Weiser & Wolf: “Responding to Trump’s Moore/Independent State Legislature Theory Claim in Trump v. Anderson”

The following is a guest post from Wendy Weiser and Tom Wolf of the Brennan Center:

At the end of his merits brief in Trump v. Anderson, Trump argues that the Colorado Supreme Court violated the federal Electors Clause when it barred him from the state’s presidential primary ballot. The argument is easy to miss: It’s the fifth of the brief’s five major arguments and only about four pages long, adding to its tacked-on, long-shot feel. It’s radical nonetheless. Trump is effectively trying to relitigate Moore v. Harper—which the U.S. Supreme Court decided just last term—via a call to the Justices to override a state high court’s straightforward interpretation of its own state’s statutory election code.

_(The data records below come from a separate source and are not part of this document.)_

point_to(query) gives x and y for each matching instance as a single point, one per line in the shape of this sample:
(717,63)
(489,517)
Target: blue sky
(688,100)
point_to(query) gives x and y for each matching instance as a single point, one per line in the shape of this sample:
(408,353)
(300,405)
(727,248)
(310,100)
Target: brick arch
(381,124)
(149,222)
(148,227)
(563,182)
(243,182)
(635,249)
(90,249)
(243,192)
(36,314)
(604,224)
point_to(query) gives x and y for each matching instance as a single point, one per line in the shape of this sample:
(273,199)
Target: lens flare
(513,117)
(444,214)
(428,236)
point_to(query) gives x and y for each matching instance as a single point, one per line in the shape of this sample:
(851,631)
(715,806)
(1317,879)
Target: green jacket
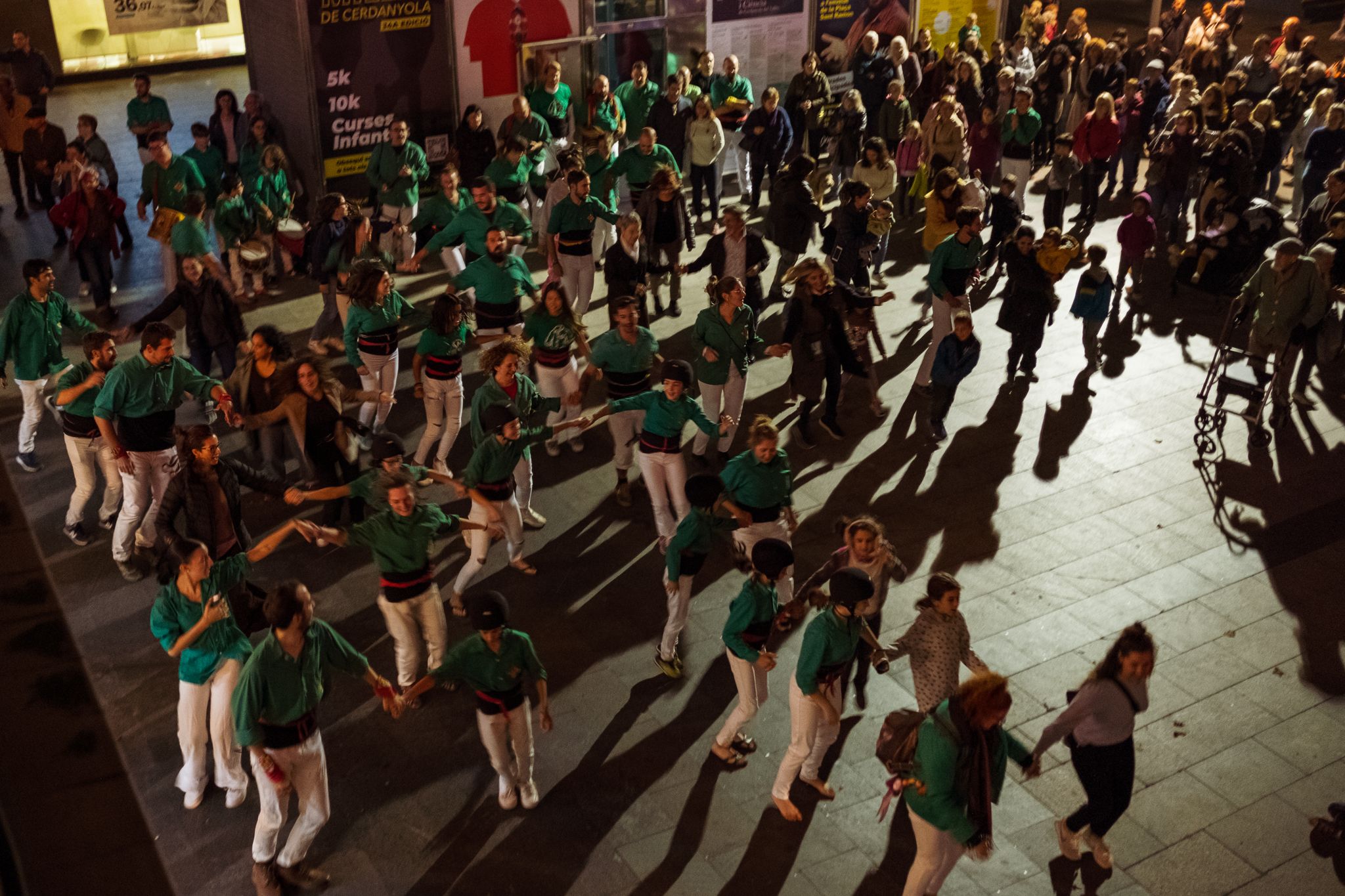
(384,168)
(937,766)
(30,335)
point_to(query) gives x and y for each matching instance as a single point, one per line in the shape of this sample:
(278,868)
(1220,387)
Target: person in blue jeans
(957,356)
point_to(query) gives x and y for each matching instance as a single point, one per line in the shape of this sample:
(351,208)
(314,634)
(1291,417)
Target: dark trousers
(1107,775)
(705,178)
(95,258)
(940,399)
(1053,211)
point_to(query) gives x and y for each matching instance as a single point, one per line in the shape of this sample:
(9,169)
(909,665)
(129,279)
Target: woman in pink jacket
(1097,140)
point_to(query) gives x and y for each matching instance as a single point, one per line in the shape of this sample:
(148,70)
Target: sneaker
(1069,842)
(671,668)
(529,796)
(831,427)
(76,534)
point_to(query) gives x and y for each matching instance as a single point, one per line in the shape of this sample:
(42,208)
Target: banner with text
(376,62)
(129,16)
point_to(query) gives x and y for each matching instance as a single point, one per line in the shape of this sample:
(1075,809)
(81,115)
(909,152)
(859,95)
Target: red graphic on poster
(495,30)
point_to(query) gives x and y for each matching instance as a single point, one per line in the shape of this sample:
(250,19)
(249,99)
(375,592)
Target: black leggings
(1107,775)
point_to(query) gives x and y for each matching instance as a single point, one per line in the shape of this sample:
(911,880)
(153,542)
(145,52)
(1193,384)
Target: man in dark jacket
(736,251)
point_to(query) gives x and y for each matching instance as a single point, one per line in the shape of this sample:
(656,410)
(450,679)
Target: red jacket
(1097,139)
(72,213)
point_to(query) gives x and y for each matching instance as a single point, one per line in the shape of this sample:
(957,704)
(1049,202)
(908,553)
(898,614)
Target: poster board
(490,35)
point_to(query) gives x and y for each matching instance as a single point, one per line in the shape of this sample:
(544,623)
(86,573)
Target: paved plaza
(1069,508)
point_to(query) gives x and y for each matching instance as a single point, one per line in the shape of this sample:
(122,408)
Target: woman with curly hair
(376,310)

As regular ELB readers and Court watchers know, Moore affirmed that the U.S. Constitution’s Elections Clause doesn’t give state legislatures carte blanche to set the rules for federal elections. Instead, they’re bound by the same state law systems of checks and balances that bind them when they make all other kinds of rules.

Trump is asking the Court to use Moore to undo the Colorado Supreme Court’s rulings on state statutory law. His ostensible hook is Moore’s language holding out the possibility of federal review when a state court “transgress[es] the ordinary bounds of judicial review such that [it] arrogate[s] to [itself] the power vested in state legislatures to regulate federal elections.” Of course, the facts underlying Trump v. Anderson – an alleged insurrection by a former president and current presidential candidate – and the underlying Fourteenth Amendment claims to bar him from the ballot are extraordinary.  But there’s nothing extraordinary about the Colorado high court’s decision-making process on the state law points that draw Trump’s fire (concerning the duties of the secretary of state regarding candidate qualifications): It’s all standard statutory interpretation, using canons of construction and other rules of thumb that are part of every court’s toolkit.

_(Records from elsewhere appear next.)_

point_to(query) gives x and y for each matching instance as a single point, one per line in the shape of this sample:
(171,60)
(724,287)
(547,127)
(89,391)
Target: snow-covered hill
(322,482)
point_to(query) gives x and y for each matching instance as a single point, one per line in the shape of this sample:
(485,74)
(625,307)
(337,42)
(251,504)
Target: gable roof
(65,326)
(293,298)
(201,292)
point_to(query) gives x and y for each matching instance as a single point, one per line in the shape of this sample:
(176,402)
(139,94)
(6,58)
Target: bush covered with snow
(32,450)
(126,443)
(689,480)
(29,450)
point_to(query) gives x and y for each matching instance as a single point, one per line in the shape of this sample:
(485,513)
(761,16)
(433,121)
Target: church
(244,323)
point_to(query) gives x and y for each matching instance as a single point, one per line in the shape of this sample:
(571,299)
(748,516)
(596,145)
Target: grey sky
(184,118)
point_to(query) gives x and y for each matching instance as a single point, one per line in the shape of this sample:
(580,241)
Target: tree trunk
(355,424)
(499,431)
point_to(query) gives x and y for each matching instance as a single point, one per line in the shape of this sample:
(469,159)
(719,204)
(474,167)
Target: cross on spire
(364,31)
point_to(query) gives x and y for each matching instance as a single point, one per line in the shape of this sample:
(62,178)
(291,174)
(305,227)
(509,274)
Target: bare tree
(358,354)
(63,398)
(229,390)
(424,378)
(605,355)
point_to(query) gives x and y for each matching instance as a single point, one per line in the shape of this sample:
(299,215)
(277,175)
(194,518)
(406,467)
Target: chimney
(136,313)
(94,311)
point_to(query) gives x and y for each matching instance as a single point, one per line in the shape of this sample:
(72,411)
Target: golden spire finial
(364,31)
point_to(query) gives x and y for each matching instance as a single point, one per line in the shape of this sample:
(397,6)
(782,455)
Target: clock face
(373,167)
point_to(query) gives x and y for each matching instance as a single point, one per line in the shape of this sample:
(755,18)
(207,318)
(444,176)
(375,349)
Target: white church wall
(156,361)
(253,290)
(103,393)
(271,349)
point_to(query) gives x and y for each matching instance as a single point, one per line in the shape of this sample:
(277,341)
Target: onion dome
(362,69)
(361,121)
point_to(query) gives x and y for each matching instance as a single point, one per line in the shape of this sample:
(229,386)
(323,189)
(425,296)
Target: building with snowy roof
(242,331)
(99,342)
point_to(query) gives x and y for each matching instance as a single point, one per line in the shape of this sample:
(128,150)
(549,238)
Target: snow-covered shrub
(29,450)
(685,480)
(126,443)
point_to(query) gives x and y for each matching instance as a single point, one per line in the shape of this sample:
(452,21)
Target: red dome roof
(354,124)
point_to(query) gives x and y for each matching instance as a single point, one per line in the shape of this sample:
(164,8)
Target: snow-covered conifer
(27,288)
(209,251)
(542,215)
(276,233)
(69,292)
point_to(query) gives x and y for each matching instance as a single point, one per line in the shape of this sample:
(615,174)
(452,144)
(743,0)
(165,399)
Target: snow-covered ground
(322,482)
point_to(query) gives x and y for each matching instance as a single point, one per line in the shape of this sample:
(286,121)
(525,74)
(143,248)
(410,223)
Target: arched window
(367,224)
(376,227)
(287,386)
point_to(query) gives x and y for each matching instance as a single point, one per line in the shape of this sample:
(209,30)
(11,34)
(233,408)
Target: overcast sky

The gist of Trump’s argument is that Moore transformed the U.S. Supreme Court into a super-court with the power to review de novo all state court rulings on state law matters concerning federal elections.

Of course, that’s not what Moore did. To the contrary, in affirming that state law checks-and-balances apply to state legislatures, Moore emphasized the importance of state court review and reasserted the supremacy of state courts on matters of state law within our federalist system. The Supreme Court made clear that courts doing the work courts ordinarily do is simply the constitutional status quo and shouldn’t raise Elections Clause concerns for federal courts. To the extent that Moore gives federal courts anything to police, it’s only extraordinary behavior that amounts to a violation of the judicial role. That’s an extremely narrow aperture for federal intervention into state law disputes, if it’s any at all. Moore just isn’t the blank check for de novo federal court review of state court rulings that Trump wants it to be.

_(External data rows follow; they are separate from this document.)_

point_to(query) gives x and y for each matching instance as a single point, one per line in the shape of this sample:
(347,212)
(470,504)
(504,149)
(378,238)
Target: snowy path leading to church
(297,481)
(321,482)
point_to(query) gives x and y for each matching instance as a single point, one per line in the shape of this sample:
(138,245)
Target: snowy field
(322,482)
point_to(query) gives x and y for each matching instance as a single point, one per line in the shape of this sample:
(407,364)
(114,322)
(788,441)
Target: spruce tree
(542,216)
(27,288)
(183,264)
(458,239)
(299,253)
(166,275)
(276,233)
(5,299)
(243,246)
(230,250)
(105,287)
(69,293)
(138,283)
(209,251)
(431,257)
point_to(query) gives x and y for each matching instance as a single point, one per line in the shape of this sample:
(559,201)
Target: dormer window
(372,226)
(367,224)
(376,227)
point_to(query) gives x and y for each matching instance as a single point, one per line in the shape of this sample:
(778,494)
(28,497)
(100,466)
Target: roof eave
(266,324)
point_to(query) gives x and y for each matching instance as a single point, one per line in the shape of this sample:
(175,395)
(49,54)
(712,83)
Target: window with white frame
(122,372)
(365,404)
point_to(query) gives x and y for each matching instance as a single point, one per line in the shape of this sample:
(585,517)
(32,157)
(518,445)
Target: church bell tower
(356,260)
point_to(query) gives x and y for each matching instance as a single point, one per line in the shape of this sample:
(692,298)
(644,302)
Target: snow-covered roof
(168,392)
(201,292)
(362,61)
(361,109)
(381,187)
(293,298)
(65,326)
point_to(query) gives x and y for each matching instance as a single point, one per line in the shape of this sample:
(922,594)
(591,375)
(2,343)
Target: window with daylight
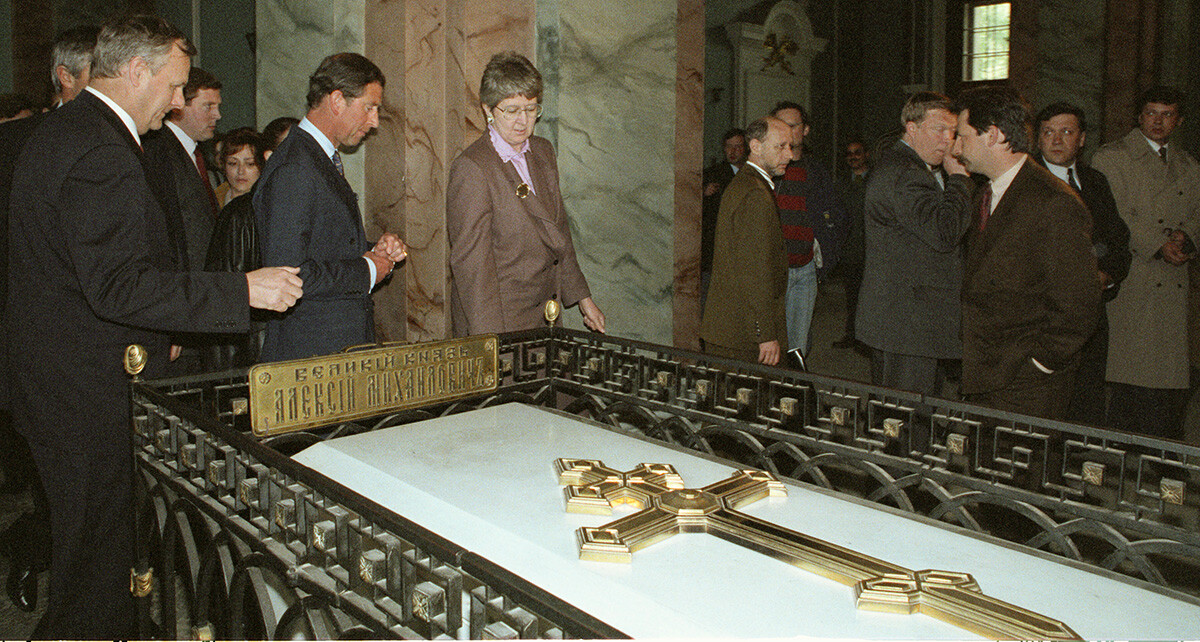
(985,28)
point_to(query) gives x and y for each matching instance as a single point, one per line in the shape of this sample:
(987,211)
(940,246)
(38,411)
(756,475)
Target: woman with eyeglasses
(510,241)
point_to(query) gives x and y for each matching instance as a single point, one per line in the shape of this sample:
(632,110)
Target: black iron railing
(251,544)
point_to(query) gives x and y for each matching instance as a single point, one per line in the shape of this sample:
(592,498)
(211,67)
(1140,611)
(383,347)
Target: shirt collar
(319,136)
(1005,180)
(765,174)
(184,139)
(120,113)
(504,149)
(1155,145)
(1061,171)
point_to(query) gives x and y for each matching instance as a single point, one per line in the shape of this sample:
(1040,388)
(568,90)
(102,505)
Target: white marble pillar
(293,37)
(611,94)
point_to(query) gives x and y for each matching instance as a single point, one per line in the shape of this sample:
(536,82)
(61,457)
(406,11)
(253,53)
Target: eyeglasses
(510,113)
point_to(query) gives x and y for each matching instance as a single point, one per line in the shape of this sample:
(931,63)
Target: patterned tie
(985,207)
(1071,179)
(204,177)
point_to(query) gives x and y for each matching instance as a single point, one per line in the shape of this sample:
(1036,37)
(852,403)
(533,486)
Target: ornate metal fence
(250,544)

It also can’t be. A legion of amicus briefs filed in Moore v. Harper really hammered home that any ruling that would strip away state court checks on state legislative activity would wreak havoc with the elections system. For a sampling, see briefs from folks like Rick, Ben Ginsberg, the League of Women Voters, bipartisan groups of election officials, and our Brennan Center team.  The dangers described in these briefs would become very real if the Court adopted Trump’s Electors Clause theory in Anderson; it’s just a zombie iteration of the so-called “independent state legislature theory.”

We don’t think the Court is going to head down the state law route to resolve Anderson. And—as we said in the amicus brief we filed in the case with our partners Protect Democracy, Campaign Legal Center, and the League of Women Voters and our law firm counsel, Jenner & Block—we don’t take a position on how the Court should ultimately decide, or for whom. But ahead of this year’s elections, we think it’s important to beat back any attempts to revive the misguided and dangerous independent state legislature theory. We cannot afford the chaos that would ensue.